In an era where artificial intelligence is increasingly integrated into healthcare, AI-driven tools like Narx Scores are being used to monitor opioid prescriptions. Although these systems aim to combat the opioid crisis, they also raise concerns about their accuracy, potential bias, and the lack of transparency in their algorithms. The stakes are high for both patients and physicians, as these tools can significantly influence medical decisions and patient care.

HCN Medical Memo
The growing use of AI-driven opioid monitoring systems like Narx Scores presents both an opportunity and a challenge. Although these tools can aid in identifying potential misuse of opioids, it’s crucial to be aware of their limitations and the lack of transparency in how they work. Relying solely on these scores could lead to unintended consequences such as denying patients necessary medication or even jeopardizing your medical license.
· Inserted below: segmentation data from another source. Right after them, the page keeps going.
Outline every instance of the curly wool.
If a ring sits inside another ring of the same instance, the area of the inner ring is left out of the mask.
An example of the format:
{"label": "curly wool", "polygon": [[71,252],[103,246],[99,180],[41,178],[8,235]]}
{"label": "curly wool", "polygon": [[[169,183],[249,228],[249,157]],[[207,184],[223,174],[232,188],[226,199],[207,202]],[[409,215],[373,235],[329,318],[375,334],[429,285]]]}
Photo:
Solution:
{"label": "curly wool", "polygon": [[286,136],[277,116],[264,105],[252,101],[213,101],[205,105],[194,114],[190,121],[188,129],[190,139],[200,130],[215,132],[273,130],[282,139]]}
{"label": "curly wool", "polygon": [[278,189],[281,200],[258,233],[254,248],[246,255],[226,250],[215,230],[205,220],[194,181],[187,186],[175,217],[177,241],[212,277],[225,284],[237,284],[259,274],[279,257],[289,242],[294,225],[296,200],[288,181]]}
As healthcare professionals, we must advocate for more transparent and accurate systems while balancing the need to address the opioid crisis effectively.

Key Points
  • Narx Scores are generated by Bamboo Health’s NarxCare platform to help medical providers review controlled substance prescriptions.
  • The platforms draw on state-collected data about prescriptions for controlled substances, but the algorithms behind them are not publicly disclosed.
  • Some patients, like Elizabeth Amirault, say they have been unfairly denied medication due to high Narx Scores, affecting their quality of care.
  • Physicians have also reported being flagged by these systems, leading to legal repercussions and loss of medical licenses.
  • Health economist Jason Gibbons warns that these technologies may not be working as intended and could be causing harm.

“We need to see what’s going on to make sure we’re not doing more harm than good.”
– Jason Gibbons, a health economist at the Colorado School of Public Health at the University of Colorado’s Anschutz Medical Campus

Additional Points
  • The Centers for Disease Control and Prevention (CDC) advises clinicians to consult Prescription Drug Monitoring Programs (PDMPs) but warns against harmful usage.
  • More than 40 states use technology from Bamboo Health for their PDMPs.
  • Other companies like Qlarant have developed similar algorithms, but these have also not been independently peer-reviewed.
  • The American Medical Association has expressed concern over the immediate suspension of physicians’ prescribing privileges due to these algorithms.